Friday, 26 July 2013

Election Day in Cambodia

It is July 26th today. Two days from now, only July 28th, Cambodia will have an election. Everywhere we go, motorbike parades are happening, young people crowded into open-air trucks shout, wave, fly flags and drive around, and everywhere you look there are signs posted. The city is alive, electric, although things like traffic are quite affected. Even minor things like my normally included complimentary guesthouse pickup to the bus station have been cancelled, as there are simply too many passionate political demonstrations.

Cambodian People's Party

I find this all very interesting, although it all does make me slightly nervous. I've had a few conversations with locals here about the political situation. One was our tour guide who is educated and used to be a reporter until he had a gun put to his head about a story he was publishing (he quit after that), and the other being a female university student who was watching one of the parades and who excited told me, in rushed but quite good English, what was going on.
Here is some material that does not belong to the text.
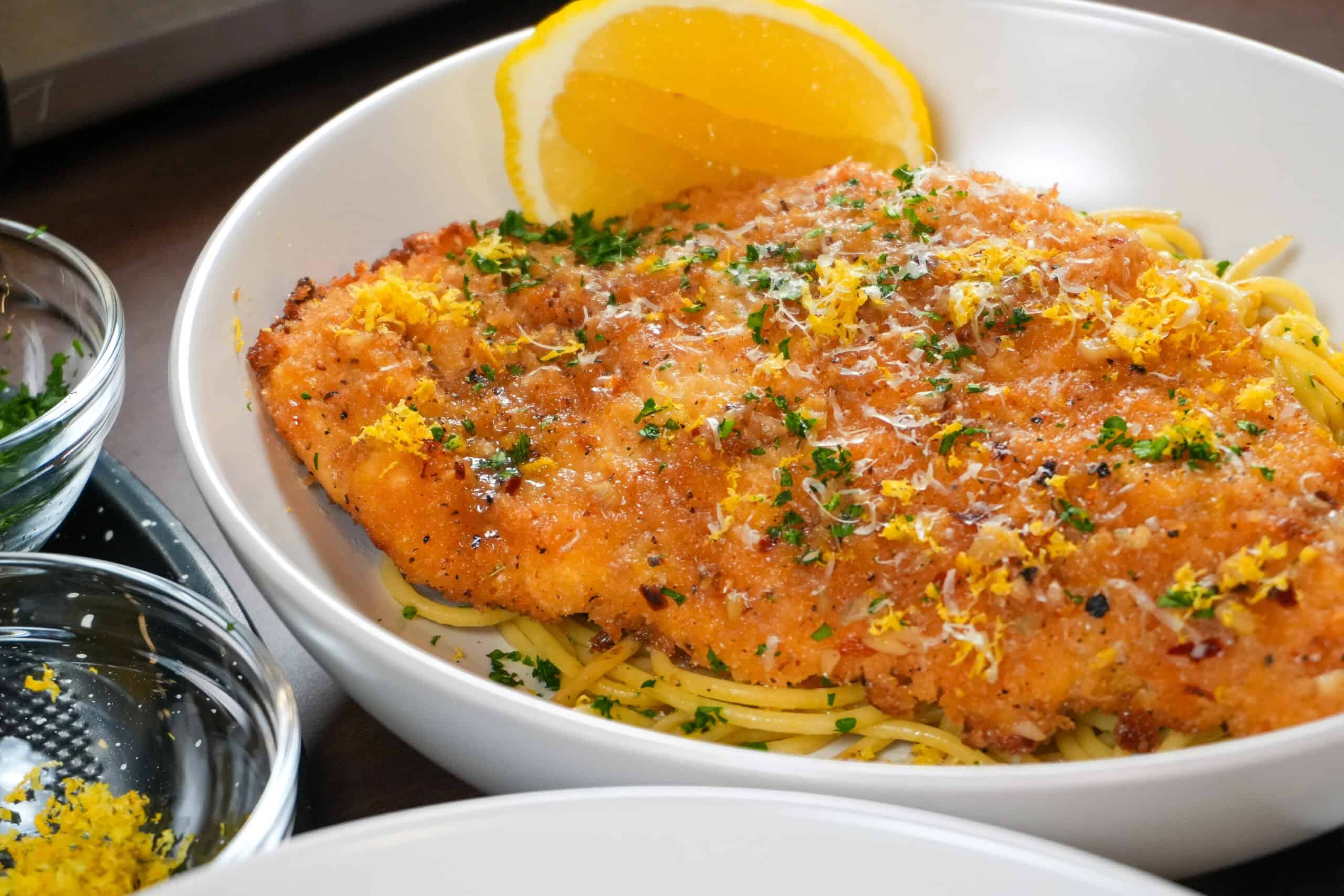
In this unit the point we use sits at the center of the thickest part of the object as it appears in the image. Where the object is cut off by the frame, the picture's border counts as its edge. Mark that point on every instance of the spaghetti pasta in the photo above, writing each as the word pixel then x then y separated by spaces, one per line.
pixel 642 687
A passing bus of National Rescue Party supporters

According to them, the party in power right now is the Cambodian's People's Party, and they are the same party that has been in power since the Khmer Rouge genocide. Cambodia does not have rules about how long a party can keep it's power, so the same party has continued to rule. There are allegations of vote buying in rural villages where people cannot read or write (my new university-going friend told me that it was for only 10,000r -that's only $0.25/vote) and there are many allegations of corruption. In fact, Transparency International, an anticorruption watchdog, ranks Cambodia a lowly 158 out of the 180 countries ranked. Both of the locals I spoke to told me similiar things: the government allows the wealthy or well-connected certain privileges, they make it difficult to suceed in school unless you have the money necessary to buy your marks, they are selling Cambodia's resources at unstainable rate, allowing foreigners to buy land in the National Parks, etc. The opposition party is called the National Rescue Party, and they really seem to have a lot of supporters (in Phnom Penh at least). Many of these political demonstrators are city dwellers, often educated, and young. An ex-pat I was talking to said that some older folk don't want a new party and find the prospect of political change quite scary. This, of course, is a product of living through the genocide. I suppose their view is that even though things aren't perfect at least they are not the Khmer Rouge, and they think that the younger generation just doesn't understand this.

As interesting and currently peaceful as all the demonstrations are, I can't help but feel a little bit glad to be getting out of the capital on election day just based on the sheer amount of demonstrators alone. I'm currently on a bus to Siem Reap, the city where Angkor Wat is. There I will meet two close friends from back home for a few days, as well as some Belgian friends I met in Vietnam (potentially!). I'm really looking forward to seeing all of them, belatedly celebrating my birthday, and exploring some world famous ancient ruins but I think it's probably wise to lay low on the 28th. Siem Reap isn't the capital but it is a large enough city. Regardless, I'm definitely interested in seeing the results!